Solving regulatory battles | China Accounting Blog | Paul Gillis

Solving regulatory battles

It has been very quiet the past couple of months on the confrontation between the PCAOB/SEC and Chinese regulators over audit working papers and inspections for U.S. listed Chinese companies and their auditors.   

The issues were coming to a head in early July. The SEC case against the Big Four and BDO went to a hearing before the administrative trial judge of the SEC on July 9 and the standoff between U.S. and Chinese regulators was on the agenda of the Strategic and Economic Dialogue (SED) between the United States and China that was scheduled that same week in Washingtion.   

Chinese regulators blinked first in the standoff. CSRC told the SEC they would turn over 20 boxes of working papers related to Longtop Financial Technologies provided the SEC sent them money for postage. Treasury Secretary Jack Lew announced the breakthrough at the SED. No agreement was reached at the SED on access to conduct audit inspections by the PCAOB.  
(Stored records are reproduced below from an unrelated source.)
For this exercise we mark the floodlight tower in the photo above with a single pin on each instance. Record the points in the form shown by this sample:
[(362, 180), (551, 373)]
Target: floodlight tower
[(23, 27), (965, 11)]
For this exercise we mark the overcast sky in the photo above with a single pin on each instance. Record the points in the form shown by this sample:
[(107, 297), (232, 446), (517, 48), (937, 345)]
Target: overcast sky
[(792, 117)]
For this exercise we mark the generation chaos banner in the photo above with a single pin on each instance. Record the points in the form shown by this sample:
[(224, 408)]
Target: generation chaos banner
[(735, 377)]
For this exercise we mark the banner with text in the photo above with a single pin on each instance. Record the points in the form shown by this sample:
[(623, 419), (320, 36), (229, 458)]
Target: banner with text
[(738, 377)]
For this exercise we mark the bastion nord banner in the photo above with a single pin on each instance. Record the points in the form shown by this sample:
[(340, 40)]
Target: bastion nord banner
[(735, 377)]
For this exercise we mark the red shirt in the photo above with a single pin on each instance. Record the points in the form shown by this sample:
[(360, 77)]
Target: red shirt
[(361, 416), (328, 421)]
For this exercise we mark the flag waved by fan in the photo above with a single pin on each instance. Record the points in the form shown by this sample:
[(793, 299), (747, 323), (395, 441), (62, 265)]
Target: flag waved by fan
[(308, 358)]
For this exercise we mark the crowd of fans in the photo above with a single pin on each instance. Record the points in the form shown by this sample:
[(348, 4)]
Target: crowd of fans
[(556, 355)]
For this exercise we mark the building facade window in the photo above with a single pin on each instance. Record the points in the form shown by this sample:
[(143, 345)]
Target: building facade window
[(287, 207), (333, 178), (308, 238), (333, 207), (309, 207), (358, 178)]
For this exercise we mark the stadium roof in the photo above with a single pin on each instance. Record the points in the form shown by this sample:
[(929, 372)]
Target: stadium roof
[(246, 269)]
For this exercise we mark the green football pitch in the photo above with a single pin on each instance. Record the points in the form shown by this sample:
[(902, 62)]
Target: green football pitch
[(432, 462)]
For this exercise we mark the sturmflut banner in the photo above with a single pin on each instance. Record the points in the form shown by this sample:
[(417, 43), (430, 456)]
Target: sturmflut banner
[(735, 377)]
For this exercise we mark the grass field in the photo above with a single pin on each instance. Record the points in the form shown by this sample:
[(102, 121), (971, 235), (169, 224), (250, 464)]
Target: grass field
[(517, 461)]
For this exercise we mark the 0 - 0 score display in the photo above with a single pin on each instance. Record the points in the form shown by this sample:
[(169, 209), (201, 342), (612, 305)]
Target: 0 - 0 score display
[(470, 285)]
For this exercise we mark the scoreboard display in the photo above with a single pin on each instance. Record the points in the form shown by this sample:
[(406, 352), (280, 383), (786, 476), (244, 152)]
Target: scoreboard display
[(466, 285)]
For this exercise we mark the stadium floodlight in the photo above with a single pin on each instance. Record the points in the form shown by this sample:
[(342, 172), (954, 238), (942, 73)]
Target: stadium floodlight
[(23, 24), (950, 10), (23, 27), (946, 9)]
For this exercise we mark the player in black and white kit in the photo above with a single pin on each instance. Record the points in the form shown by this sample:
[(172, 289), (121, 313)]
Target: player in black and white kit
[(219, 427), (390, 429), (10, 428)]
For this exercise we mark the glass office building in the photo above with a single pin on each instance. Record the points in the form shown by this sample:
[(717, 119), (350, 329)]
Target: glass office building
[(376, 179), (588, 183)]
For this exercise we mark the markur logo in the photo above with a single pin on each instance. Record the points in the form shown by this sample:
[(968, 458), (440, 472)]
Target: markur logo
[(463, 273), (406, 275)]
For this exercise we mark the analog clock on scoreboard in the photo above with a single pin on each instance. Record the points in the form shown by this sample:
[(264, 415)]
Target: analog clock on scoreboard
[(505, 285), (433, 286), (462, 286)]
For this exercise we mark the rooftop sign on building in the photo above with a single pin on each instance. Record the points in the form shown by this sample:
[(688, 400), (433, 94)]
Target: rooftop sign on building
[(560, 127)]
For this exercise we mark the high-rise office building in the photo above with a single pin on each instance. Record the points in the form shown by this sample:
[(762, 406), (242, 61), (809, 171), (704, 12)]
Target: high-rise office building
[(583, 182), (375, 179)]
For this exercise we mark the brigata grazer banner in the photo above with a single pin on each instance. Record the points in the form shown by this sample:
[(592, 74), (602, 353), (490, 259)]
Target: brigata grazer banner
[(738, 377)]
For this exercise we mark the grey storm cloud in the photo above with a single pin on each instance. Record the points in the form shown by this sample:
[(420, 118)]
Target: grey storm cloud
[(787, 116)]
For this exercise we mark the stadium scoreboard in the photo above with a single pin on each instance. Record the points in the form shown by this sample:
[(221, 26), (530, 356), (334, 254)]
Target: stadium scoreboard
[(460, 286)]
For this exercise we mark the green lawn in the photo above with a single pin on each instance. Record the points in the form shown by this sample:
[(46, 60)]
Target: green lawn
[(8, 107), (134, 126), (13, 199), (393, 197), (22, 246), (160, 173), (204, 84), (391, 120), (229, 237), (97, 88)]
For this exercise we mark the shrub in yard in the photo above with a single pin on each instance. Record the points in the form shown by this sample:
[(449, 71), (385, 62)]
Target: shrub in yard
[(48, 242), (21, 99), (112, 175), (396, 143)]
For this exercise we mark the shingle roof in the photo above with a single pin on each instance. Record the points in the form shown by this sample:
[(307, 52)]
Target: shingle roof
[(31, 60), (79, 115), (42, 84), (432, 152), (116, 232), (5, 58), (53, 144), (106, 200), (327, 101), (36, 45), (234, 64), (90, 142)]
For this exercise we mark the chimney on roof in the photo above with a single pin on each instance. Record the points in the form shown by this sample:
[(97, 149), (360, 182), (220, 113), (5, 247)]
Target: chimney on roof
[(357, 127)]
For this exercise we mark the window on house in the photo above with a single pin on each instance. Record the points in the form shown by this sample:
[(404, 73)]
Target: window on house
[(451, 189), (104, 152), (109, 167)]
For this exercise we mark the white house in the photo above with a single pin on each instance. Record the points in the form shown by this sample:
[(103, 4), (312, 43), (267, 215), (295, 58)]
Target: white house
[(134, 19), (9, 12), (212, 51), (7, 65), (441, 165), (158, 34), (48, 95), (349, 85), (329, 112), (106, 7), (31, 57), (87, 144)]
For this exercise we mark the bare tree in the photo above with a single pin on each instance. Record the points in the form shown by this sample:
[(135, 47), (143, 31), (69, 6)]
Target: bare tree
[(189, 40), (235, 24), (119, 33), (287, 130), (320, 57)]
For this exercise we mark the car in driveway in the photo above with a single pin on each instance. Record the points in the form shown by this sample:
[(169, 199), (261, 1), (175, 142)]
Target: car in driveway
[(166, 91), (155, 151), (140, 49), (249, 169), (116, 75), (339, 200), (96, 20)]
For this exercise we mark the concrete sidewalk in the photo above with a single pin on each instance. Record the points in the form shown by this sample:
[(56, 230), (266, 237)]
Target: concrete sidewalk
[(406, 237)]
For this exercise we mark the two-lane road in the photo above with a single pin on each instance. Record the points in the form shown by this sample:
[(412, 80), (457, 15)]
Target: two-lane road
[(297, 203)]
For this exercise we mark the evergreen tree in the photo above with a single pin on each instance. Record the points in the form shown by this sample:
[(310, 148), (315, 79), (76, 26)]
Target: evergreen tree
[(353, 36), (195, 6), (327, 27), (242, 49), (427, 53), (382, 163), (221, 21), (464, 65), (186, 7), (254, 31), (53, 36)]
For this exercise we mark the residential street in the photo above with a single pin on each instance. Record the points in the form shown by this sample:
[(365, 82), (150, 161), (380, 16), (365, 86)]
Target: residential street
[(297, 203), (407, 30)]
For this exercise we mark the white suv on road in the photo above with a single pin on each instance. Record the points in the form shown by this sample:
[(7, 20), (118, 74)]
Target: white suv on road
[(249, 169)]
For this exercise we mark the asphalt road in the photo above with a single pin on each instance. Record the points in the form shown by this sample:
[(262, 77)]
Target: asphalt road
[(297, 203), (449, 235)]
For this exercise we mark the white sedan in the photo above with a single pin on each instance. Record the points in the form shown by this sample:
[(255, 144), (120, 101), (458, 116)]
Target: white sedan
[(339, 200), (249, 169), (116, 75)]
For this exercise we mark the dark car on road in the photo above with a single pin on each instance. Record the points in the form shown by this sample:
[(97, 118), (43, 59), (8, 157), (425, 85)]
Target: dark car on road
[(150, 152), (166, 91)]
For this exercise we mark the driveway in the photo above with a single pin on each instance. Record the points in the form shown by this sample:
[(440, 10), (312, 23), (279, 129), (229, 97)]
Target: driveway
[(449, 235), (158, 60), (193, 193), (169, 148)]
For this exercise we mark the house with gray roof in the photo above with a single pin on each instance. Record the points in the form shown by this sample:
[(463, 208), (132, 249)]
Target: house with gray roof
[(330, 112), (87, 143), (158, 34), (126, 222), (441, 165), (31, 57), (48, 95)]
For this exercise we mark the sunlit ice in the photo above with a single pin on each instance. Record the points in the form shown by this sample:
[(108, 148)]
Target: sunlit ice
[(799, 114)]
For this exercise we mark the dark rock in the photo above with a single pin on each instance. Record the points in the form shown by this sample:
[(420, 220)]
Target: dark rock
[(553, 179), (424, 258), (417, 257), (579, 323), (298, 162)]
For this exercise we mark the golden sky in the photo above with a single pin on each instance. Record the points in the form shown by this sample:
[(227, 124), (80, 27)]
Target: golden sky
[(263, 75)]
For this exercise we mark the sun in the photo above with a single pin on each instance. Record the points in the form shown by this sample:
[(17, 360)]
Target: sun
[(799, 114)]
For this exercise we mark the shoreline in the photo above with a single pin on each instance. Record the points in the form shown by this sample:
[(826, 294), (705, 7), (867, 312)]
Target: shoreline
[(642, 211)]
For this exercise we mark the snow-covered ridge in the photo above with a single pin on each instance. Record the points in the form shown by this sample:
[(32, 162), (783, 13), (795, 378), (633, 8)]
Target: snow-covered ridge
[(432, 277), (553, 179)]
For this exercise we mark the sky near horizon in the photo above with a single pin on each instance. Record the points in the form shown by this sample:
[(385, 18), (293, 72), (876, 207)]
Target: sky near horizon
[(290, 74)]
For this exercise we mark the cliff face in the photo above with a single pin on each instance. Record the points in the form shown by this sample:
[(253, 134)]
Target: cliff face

The PCAOB had earlier reached agreement to share documents with Chinese regulators in connection with investigations, but reached no agreement on inspections. Investigations are a small part of the PCAOB mission; inspections are its main function. 

According to the court file, there have been no developments in the separate SEC case in U.S. District Court in DC where the SEC was seeking to compel Deloitte to turnover the working papers on Longtop. The SEC informed the Court of the CSRC notice on July 10 and nothing has been filed since. 

The SEC actions against the Big Four and BDO were filed on December 3, 2012, and the SEC said that a decision was to be made within 300 days*. By my count, that is September 29. The SEC did say during the hearings that obtaining working papers through the CSRC was not workable. 

I speculate that the CSRC has been busy turning over the working papers for each of the companies that gave rise to the SEC charges against the Big Four and BDO. I expect that leads to the SEC dropping the case and accepting that access to Chinese documents will be at the discretion of Chinese regulators. The SEC won’t like that, but they are not getting an option. I could be wrong, and the case could blow up in the next two weeks, or the deadline could be extended. 

I do not believe that the PCAOB is going to make any further progress on inspections. I don’t believe Chinese regulators will agree to joint inspections on sovereignty grounds, and I have been told of Chinese officials saying as much. I think China believes it made an acceptable compromise in the investigations deal, and that the issue is settled. That is how the press and the markets have interpreted the situation. I don’t think the PCAOB has the political capital to push the issue any harder, since the only option they seem to have is the nuclear option – to deregister firms and kick Chinese companies off the U.S. market. The nuclear option is a step too far. 

Investors are the big losers. Inspections are needed to help restore confidence in the integrity of audits. I think that the Big Four firms need to step up and offer a solution. I offer a suggested way out. 

Before the PCAOB was formed by Sarbanes-Oxley, audit quality was monitored by peer review. The Big Four firms would audit each other in a system of self-regulation. With Sarbanes-Oxley the view was that self-regulation does not work and that gave rise to the PCAOB. While I agree that self-regulation has problems, it would be better than relying totally on internal firm controls. 

I propose that the Big Four agree to conduct quality control reviews on each other’s U.S. listings, using reviewers from the U.S. member firms. The U.S. member firms have the expertise in PCAOB standards and U.S. GAAP that is necessary to conduct the reviews. The findings of the reviews should be made public.

The process needs some teeth, and Chinese regulators can provide that. The reviews should be done under the direction of the CSRC and with the participation of CSRC personnel. Serious deficiencies should be punished by the CSRC and MOF. The restructuring of the Big Four’s practices into LLPs has brought most of the partners who sign U.S. listed company accounts under Chinese regulation, so the CSRC and MOF have the power to do that. 

What I am proposing is to take the PCAOB out of the process. China’s objections are to the involvement of another government in regulating its companies. What I am proposing is cooperation between private companies under the supervision of the Chinese government. China should not object to that. The U.S. government is out of the loop. 

This is not an ideal solution, but I think it may be the best solution possible. The Big Four should step up and make it happen. 

Update:  A reader pointed out that the judge in the SEC case against the Big Four requested a 100 day extension in the case, which means the decision would not be not due until January 7, 2014.  I expect they get it settled before then.